Viele Jahre wurde gegen die Täter von Auschwitz nicht ermittelt. Erst der Eichmann-Prozess in Jerusalem vom April 1961, bei dem die Verbrechen von Auschwitz noch einmal vor der ganzen Welt präsentiert wurden, führte zu einem politischen Umdenken.
Der Frankfurter Generalstaatsanwalt Fritz Bauer, der als politischer Gegner des NS-Regimes und aus einer jüdischen Familie stammend 1936 ins Exil gegangen war, hatte sich bereits zuvor für eine Untersuchung eingesetzt. Als er von Auschwitz-Überlebenden belastende Dokumente aus dem Kommandantur-Bereich erhielt, beantragte er für das Landgericht Frankfurt/Main die Zuständigkeit für alle Verfahren im Zusammenhang mit den Massenverbrechen in Auschwitz.

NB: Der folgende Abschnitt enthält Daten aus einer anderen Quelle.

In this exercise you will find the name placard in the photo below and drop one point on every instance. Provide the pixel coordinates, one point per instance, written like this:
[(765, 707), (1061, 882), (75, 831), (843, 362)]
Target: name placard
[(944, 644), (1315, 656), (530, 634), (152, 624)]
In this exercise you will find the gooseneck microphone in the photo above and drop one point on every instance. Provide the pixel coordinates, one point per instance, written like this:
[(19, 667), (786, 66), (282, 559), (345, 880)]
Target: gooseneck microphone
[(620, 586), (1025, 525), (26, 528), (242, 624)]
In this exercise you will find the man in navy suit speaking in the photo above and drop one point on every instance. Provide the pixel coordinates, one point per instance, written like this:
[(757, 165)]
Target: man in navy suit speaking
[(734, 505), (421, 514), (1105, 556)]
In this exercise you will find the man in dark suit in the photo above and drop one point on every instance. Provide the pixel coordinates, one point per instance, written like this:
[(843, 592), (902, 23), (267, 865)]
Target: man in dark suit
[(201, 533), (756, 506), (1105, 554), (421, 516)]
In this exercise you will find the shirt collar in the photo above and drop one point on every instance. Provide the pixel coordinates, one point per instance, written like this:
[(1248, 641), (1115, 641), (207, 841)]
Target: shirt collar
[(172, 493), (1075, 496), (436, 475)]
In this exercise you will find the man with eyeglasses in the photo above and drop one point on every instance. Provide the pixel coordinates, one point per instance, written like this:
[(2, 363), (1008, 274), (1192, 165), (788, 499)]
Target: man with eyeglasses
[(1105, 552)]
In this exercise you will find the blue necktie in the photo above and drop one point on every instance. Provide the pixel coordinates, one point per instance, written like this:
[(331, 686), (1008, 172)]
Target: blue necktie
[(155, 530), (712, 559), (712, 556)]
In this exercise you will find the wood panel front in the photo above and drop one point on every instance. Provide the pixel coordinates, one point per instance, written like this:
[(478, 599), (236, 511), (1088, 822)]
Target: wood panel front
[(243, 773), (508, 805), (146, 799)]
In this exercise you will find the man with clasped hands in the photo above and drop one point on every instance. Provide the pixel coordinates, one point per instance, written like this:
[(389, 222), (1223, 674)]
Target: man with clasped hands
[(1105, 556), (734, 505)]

Bei dieser Arbeit wurde er unterstützt von der FIR und ihren Mitgliedverbänden z.B. der VVN, direkt und indirekt. Eine wichtige Rolle spielte das Internationale Auschwitz-Komitee mit seinem damaligen Repräsentanten Hermann Langbein. Er lieferte Dokumente und Kontakte zu Zeugen für die Anklage. Über die FIR liefen Kontakte nach Warschau zur damaligen Veteranenorganisation ZBOWID und zur „Hauptkommission für die Erforschung deutscher (ab 1949: nationalsozialistischer) Verbrechen in Polen“, die ebenfalls Material für Prozesse gegen NS-Kriegsverbrecher bereitstellten. Dieser Kontakt musste in Zeiten des Kalten Krieges diskret abgewickelt werden, wären doch sonst die Angeklagten zu „Opfern kommunistischer Propaganda“ stilisiert worden.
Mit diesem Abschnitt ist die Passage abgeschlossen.